On first - or for that matter, even second - hearing, Old Man Luedecke wouldn't appear a candidate for popular appeal, given the fact that he's a banjo plucking troubadour generally devoid of any sort of modern musical accoutrement. Here's a musician who prides himself on his uncompromising attitude, while still managing to carve out a career in an increasingly competitive folk/country arena. It's a credit then to his homegrown appeal that the five albums he's recorded to date have not only won him a faithful following, but also garnered him a Juno award, the highest accolade accorded by Canada's music industry.

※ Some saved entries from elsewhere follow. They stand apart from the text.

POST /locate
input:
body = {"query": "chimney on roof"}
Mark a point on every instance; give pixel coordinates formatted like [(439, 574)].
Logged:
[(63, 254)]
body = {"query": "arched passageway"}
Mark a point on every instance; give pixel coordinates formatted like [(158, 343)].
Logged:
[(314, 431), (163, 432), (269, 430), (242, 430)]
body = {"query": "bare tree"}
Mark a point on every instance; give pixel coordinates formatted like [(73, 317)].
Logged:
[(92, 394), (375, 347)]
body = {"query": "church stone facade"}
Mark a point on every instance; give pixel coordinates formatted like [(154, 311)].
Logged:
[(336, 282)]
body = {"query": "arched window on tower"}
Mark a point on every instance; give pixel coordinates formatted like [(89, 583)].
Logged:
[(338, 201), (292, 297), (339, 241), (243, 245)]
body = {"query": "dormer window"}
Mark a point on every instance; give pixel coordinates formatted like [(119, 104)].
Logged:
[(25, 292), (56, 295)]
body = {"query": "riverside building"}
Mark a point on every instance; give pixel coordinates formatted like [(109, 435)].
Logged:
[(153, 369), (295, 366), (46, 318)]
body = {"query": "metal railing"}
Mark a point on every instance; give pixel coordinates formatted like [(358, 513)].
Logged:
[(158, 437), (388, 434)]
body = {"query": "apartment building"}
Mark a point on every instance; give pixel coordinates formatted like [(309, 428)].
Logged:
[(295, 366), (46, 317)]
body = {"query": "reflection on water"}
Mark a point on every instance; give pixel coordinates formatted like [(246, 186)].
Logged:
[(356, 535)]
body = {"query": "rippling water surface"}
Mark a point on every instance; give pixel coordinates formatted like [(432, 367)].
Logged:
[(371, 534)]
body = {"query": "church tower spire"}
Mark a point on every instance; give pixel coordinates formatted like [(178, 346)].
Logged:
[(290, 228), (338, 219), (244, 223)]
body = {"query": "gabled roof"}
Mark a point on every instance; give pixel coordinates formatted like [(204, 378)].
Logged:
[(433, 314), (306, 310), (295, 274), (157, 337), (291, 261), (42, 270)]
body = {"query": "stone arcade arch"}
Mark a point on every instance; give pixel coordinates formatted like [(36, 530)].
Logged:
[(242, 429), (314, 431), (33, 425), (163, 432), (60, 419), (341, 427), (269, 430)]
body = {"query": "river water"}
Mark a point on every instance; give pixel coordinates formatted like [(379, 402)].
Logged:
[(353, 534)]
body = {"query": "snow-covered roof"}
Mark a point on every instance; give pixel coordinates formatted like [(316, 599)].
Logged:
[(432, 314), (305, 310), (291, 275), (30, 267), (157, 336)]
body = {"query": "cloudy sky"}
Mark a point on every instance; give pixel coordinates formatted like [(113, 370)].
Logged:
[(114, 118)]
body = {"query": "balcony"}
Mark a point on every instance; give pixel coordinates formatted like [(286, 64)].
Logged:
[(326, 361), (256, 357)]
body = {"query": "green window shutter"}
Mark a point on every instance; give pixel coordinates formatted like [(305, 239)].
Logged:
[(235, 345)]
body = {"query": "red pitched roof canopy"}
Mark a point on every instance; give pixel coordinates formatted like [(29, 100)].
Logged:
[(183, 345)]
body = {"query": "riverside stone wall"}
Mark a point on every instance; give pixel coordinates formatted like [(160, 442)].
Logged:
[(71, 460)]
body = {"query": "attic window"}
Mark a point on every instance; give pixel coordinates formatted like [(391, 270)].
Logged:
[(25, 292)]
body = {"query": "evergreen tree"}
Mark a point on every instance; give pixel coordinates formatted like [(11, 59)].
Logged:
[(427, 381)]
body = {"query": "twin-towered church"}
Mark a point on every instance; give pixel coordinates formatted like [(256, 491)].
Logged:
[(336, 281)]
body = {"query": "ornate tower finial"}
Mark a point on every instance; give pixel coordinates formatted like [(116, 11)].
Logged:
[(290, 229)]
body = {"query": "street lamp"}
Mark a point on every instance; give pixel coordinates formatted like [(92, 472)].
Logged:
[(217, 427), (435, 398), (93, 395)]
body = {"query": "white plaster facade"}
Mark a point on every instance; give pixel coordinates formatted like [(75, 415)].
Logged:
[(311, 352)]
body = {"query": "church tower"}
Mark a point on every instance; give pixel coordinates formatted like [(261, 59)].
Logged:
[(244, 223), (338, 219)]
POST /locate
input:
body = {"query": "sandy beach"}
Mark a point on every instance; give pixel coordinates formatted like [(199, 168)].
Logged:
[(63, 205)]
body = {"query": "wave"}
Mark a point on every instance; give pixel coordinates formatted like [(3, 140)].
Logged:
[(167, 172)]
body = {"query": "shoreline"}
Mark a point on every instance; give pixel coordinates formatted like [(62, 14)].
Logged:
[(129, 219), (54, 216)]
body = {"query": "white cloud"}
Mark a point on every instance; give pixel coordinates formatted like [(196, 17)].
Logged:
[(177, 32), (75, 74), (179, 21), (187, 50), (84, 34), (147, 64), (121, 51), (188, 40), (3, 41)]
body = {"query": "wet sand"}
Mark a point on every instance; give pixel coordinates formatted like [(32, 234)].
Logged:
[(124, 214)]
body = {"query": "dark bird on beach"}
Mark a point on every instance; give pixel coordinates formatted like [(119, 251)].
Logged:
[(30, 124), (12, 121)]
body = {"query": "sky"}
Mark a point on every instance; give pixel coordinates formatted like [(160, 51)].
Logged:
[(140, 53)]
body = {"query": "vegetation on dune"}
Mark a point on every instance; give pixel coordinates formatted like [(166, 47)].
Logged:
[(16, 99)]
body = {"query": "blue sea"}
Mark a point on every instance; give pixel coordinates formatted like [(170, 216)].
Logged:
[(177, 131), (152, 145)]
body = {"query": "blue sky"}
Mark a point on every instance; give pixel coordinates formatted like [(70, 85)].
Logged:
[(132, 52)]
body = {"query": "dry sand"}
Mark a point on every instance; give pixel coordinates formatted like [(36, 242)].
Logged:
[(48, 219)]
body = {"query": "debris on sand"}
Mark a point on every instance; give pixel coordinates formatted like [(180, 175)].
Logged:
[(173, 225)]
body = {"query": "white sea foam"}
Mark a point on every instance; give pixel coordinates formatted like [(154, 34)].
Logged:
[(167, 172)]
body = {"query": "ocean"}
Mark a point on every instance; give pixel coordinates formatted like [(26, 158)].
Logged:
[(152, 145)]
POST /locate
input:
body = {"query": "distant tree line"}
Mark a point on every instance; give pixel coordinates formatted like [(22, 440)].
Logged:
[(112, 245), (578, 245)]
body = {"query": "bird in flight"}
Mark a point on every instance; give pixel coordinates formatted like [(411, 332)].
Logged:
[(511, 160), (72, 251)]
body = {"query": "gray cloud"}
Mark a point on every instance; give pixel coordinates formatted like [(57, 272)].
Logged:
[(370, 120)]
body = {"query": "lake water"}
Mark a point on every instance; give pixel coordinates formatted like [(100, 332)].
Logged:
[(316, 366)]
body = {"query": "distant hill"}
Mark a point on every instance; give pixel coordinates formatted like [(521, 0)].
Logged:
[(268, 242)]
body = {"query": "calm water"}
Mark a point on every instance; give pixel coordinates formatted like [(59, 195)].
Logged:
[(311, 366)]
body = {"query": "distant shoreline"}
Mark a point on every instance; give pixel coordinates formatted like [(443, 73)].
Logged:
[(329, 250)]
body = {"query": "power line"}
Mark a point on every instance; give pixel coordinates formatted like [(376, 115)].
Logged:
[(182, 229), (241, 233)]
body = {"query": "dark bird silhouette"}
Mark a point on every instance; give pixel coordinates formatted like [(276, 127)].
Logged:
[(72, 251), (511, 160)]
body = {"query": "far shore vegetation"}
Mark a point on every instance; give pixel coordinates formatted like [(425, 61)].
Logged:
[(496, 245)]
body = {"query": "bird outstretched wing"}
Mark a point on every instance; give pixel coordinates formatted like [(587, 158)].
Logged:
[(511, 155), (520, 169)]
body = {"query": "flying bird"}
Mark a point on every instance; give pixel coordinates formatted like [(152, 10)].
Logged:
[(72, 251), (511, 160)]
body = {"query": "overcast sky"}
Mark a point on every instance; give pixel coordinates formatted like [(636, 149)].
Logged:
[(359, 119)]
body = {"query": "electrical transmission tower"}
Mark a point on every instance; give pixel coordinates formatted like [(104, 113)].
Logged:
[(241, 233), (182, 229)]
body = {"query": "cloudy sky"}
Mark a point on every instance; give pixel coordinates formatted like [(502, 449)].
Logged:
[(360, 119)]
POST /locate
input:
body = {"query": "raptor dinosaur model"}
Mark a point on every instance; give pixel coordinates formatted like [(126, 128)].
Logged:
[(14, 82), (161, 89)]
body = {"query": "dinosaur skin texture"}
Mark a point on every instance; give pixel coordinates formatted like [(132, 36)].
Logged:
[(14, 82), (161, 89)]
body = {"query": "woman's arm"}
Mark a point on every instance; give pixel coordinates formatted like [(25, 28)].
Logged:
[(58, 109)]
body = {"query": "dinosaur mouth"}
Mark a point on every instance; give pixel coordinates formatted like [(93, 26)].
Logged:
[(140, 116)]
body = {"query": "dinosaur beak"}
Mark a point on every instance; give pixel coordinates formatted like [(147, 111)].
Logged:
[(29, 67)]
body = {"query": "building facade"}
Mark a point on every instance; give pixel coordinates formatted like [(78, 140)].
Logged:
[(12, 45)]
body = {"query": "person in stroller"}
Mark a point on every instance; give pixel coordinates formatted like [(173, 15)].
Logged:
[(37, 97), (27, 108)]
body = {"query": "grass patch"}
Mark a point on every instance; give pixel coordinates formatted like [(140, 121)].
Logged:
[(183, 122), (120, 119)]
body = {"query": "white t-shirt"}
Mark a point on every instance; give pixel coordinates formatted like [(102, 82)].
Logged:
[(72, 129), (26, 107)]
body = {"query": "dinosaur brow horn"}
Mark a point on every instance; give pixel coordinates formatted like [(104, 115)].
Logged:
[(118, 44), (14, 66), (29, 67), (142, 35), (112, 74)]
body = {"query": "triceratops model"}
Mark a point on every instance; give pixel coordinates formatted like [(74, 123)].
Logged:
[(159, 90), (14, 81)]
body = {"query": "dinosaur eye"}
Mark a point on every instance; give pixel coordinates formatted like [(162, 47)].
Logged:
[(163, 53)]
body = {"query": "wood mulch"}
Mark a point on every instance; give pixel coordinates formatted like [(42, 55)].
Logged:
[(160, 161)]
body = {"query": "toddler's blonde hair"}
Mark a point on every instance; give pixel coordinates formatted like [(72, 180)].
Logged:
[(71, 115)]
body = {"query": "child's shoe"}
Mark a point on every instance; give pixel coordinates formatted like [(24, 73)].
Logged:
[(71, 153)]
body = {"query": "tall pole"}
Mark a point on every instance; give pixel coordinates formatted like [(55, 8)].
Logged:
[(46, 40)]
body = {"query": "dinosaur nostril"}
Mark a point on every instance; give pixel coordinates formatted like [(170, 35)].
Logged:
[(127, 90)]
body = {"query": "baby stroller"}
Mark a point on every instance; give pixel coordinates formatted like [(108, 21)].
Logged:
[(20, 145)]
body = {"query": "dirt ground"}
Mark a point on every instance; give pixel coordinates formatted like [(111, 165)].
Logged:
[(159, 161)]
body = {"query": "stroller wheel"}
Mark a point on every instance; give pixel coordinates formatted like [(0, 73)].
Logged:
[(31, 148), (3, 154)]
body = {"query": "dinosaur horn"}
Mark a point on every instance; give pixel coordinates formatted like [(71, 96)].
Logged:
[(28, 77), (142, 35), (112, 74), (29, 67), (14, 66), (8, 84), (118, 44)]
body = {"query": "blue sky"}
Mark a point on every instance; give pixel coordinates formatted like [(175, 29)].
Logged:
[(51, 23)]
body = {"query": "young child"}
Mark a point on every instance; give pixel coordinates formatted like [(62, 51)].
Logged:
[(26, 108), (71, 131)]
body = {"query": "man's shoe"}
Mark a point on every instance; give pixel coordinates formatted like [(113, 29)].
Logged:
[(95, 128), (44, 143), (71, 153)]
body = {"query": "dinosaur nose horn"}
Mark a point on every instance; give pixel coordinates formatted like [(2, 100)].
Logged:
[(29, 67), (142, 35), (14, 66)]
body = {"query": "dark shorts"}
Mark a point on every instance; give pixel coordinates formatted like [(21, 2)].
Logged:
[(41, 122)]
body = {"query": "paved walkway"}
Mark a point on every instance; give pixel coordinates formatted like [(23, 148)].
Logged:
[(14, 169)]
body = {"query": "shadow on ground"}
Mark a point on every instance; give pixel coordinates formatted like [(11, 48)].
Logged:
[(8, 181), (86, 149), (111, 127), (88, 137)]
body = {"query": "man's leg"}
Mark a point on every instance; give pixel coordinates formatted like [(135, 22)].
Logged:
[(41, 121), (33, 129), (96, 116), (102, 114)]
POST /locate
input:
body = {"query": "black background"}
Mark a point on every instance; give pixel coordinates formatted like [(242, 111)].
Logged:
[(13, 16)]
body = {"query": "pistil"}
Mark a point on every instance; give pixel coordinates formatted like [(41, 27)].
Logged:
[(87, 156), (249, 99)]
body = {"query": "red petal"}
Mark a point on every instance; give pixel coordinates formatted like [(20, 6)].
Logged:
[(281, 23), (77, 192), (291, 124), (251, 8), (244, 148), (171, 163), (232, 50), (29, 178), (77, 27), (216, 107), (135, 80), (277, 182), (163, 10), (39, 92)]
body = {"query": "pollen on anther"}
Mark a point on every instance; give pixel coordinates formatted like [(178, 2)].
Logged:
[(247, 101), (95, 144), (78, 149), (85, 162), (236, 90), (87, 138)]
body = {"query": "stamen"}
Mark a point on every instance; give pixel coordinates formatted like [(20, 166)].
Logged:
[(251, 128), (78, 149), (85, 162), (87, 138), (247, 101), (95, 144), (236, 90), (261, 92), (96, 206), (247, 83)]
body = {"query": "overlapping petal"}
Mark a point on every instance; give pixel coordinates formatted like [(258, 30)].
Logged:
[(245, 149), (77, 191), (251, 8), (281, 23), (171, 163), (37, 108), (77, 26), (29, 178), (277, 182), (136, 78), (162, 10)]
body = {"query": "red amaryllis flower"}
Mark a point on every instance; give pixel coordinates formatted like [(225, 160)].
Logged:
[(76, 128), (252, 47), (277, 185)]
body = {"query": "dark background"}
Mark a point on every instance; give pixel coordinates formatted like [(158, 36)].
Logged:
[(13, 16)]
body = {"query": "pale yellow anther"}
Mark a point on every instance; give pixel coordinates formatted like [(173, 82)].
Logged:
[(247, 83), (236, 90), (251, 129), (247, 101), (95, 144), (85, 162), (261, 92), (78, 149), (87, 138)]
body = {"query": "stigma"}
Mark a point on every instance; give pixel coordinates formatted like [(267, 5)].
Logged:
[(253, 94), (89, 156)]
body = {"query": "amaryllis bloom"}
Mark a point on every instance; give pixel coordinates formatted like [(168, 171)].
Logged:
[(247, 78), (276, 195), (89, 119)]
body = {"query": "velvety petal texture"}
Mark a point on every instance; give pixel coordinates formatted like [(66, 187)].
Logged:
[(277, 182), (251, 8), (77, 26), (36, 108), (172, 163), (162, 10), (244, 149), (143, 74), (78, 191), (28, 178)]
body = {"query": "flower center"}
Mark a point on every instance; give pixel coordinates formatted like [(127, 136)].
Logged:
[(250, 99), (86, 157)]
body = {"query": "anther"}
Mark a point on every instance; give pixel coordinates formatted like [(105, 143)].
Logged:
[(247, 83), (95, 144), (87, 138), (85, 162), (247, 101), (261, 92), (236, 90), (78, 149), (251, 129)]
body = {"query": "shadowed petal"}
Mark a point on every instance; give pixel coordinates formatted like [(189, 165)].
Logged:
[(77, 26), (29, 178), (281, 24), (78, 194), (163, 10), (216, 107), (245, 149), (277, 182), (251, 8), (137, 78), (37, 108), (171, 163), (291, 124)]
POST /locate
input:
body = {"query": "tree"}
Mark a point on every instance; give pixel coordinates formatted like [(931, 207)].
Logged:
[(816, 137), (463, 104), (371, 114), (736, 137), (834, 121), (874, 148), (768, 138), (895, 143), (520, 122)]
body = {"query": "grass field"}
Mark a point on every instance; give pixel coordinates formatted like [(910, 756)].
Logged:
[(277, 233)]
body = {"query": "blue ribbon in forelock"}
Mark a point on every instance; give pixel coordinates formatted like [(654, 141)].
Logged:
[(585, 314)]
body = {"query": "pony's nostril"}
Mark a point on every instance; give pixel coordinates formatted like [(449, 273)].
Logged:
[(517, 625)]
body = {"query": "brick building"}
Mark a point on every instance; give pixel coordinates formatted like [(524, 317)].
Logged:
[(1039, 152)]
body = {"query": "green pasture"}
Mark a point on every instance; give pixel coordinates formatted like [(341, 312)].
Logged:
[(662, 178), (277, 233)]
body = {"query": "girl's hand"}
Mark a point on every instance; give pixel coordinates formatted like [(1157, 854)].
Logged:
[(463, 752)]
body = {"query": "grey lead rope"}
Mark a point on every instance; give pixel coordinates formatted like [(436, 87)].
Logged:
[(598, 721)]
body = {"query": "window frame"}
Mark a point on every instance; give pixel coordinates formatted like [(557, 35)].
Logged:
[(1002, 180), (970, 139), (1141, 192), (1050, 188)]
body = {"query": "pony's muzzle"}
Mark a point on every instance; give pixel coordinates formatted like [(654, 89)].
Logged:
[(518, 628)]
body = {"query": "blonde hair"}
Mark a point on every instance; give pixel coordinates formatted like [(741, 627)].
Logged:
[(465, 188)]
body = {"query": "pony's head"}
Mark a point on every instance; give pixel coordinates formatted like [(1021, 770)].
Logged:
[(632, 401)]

It's hardly surprising then that having a sympathetic soul like Tim O'Brien behind the boards would all but assure Tender is the Night more of that modest trajectory. Being the traditionalist that he is, O'Brien takes care to surround his client with a series of unadorned and unassuming set-ups, gracing songs that run the gamut from high lonesome banjo and fiddle duets such as Can't Count Tears in the Oceanand Little Stream of Whiskey to more chipper and cheery offerings like A&W Song and Broken Heart Buddy. Likewise, the old time technique finds itself perfectly suited to the cowboy sing-along Song for Ian Tyson and the ragtime strum of This May Hurt Just a Bit.
Not surprisingly then, Luedecke appears absolutely giddy in this environment, content to ply his stock and trade. I'm fine, I am I am, he proclaims on the song of the same name, and given yet another unhurried and unburdened excursion, there's no reason to doubt this assertion. This Old Man is a master when it comes to administering his carefree caress.